防災とボランティアの集いは毎年行なわれていて、阪神・淡路大震災が起きた日前後に開催されている。 この集いには去年から参加し、今年も参加した。東海大学の「災害救援ボランティアチーム」と共同で参加している。 このチームは"僕らが動けば守れる生命がある"をモットーに、東海地震が起きたときボランティア本部を立ち上げて、 応急処置・人命救助を行う。中学2年生の総合学習で防災教育も行なっている。
清水災害ボランティアネットワークは、防災と福祉のボランティア団体の集まりである。 障害者の防災について考え、メンバーの親睦を深める活動を行なっている。 キャンプ場でチェーンソーを使って木を切る練習や消火訓練などを行い、その後、バーベキューをしている。
兵庫県立舞子高校とは、今回出会えたことに感謝している。これからも舞子高校と交流を続けていきたい。 というのは防災というのは東と西で分断している。東は東海地震、西は阪神・淡路大震災と。お互い交流がないではないか。 そこで富士常葉大学の学生が今回のように舞子高校にきたり、またその逆を行なったりして東西の交流を促していきたい。
ボランティア活動ではお祭りなどのイベントと福祉ボランティアを行なっている。 お祭りのボランティアでは裏方の仕事を体験した。イベントというのは非日常である。 災害も同じ非日常の出来事であって、非日常を日ごろから体験しておくことが大切である。 福祉ボランティアでは、災害時、ハンディを持った人たちはハンディを持たない人より大きな被害を受けることを学び、 障害を体験したり、障害者の勉強を行なっている。
学校以外の場所で活動するのは社会勉強になる。 しかし、当日までの準備が大変で、1つのイベントを成功させるには大変な苦労が必要である。

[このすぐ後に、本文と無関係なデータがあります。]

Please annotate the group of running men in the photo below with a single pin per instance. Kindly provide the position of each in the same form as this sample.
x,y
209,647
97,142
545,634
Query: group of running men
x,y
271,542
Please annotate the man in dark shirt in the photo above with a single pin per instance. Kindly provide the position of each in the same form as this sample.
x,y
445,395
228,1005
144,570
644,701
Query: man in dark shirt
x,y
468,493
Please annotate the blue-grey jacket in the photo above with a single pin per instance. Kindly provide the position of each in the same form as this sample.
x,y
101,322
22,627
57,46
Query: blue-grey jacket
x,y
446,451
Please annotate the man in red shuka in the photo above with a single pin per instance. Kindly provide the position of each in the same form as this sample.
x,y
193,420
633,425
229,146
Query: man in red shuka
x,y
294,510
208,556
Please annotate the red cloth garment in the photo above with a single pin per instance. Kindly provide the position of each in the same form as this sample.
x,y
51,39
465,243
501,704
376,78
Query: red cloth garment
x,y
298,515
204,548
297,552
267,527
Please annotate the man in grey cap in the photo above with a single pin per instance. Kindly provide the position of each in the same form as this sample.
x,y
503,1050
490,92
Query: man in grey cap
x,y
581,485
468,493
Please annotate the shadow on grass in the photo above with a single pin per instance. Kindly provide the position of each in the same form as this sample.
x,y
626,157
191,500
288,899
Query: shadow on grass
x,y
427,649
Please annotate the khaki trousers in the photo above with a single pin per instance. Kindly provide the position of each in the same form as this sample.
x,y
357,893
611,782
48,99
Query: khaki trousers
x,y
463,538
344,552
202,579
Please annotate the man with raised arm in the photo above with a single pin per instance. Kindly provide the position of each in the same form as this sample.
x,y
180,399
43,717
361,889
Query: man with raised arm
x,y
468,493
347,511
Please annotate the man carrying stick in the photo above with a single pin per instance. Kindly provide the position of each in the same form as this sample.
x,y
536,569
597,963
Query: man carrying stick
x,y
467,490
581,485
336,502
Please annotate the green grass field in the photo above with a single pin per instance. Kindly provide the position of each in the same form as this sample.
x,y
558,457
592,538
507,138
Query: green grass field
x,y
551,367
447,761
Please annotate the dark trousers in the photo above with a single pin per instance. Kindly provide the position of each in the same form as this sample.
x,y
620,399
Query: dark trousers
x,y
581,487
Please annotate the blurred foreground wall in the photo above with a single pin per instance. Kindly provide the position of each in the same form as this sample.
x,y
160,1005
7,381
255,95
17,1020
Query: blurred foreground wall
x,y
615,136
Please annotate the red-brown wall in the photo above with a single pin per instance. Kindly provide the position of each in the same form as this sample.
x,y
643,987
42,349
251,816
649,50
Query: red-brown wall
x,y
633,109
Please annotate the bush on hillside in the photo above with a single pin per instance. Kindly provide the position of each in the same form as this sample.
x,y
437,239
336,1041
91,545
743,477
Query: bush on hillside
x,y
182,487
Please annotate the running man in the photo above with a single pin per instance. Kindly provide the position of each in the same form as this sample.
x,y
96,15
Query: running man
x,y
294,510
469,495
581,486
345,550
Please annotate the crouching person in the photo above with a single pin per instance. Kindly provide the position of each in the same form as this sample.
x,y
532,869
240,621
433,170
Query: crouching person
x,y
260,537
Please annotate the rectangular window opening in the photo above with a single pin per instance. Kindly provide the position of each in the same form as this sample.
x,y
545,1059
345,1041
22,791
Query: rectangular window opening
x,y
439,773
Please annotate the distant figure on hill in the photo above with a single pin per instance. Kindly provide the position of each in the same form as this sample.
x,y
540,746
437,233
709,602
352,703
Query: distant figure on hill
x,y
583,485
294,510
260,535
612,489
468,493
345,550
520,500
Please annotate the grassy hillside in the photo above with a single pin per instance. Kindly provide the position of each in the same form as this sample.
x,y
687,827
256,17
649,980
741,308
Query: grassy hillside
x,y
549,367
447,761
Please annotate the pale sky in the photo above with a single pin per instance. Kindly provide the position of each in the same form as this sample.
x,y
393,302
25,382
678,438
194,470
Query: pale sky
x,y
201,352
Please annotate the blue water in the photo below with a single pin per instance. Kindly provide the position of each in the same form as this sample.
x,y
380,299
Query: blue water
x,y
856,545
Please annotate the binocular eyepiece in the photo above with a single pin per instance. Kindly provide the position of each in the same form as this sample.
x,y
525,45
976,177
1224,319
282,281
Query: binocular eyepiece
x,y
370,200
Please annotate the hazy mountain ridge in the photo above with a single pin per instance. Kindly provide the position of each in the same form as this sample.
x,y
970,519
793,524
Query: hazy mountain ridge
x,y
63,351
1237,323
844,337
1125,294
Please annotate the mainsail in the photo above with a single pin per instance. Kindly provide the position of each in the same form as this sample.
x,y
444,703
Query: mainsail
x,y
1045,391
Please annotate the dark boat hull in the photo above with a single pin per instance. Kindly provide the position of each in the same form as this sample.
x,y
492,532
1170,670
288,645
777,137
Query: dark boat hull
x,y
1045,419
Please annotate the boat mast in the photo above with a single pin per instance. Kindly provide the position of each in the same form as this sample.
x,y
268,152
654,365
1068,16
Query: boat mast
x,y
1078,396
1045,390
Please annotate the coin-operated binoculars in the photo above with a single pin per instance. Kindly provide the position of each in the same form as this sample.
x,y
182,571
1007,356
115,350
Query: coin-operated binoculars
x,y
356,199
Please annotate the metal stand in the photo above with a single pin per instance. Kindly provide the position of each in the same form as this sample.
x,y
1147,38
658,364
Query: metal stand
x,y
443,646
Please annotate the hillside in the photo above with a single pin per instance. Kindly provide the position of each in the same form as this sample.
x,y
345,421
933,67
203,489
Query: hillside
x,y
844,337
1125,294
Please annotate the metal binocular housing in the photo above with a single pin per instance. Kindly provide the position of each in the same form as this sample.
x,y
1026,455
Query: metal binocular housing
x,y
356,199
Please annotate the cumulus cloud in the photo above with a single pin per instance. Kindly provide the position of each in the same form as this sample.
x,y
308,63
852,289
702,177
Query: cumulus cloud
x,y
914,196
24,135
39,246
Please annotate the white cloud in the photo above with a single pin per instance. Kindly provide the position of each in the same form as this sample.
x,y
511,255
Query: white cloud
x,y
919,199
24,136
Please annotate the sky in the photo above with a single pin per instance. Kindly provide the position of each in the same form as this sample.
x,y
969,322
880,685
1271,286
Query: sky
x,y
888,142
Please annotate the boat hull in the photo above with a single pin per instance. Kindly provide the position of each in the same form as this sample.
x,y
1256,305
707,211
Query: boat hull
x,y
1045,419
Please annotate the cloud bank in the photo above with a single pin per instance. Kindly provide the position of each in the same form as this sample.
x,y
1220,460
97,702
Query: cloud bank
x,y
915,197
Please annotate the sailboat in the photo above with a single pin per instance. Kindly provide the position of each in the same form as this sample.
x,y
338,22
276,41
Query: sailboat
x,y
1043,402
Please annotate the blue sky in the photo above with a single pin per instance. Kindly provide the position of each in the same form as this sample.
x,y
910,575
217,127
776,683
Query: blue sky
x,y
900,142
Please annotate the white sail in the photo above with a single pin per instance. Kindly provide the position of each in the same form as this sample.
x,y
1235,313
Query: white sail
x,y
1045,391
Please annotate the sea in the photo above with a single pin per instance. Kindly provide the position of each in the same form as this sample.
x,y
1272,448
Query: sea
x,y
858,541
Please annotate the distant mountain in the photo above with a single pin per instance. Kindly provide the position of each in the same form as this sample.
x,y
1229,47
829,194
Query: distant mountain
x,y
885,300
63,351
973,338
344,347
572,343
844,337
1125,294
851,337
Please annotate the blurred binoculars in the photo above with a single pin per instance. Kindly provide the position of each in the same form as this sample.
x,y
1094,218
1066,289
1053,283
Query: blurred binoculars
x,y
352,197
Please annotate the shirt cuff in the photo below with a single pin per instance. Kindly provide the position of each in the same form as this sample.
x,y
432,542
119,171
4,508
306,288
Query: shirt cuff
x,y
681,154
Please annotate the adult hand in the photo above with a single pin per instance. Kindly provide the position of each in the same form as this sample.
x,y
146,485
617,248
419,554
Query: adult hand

これからの防災研究会の課題は、メンバーを増やして、学生主体で動くこと。 さらに、学校内での活動をもっと増やすことだ。そして全国とのつながりもつくりたい。 活動を通して、防災教育の難しさを改めて実感した。防災に興味・関心を持たせることは大変難しい。 防災とは一見難しく、そして面白くないというイメージがあるからだ。わかりやすい防災。楽しい防災を目指していきたい。 また、防災の分野は幅広い。総合的に学ぶ必要がある。今までは東海地震を主に勉強してきたが東海地震が災害の全てではない。 最後に防災には答えはないということ。本当に幅広い分野である。
少し年が違うだけでこんなにもしっかり考えて、言葉にできるなんてうらやましいと思った。 興味のある話ばかりでとても勉強になった。Yさんがおっしゃっていた 「僕らが動けば守れる生命がある」という言葉が印象的だった。 私たち高校生ぐらいになれば、誰かを助けられる力がある。私はもしその時が来たときには、あの言葉を思い出して、 動けるようになりたいと思う。
私たち環境防災科も今までにいろいろな防災教育や防災関係のセミナーなどいろいろな体験をしてきたけれど、 防災研究会の活動を聞いて、私が思いつかなかったような活動や防災教育をしていて、私も勉強になった。 私自身、いろいろな所に環境防災科として出て行くようになって「人と人とのつながり」 は大切なものだと実感していたのでYさんやSさんがおっしゃっていたことにとても共感ができた。 出会いによってお互いの情報交換もでき、勉強にもなる。 そして何より、防災の意識の向上につながることはすばらしいことだと思う。 私もこれから先ずっと"つながり"を大切にしていこうと改めて思った。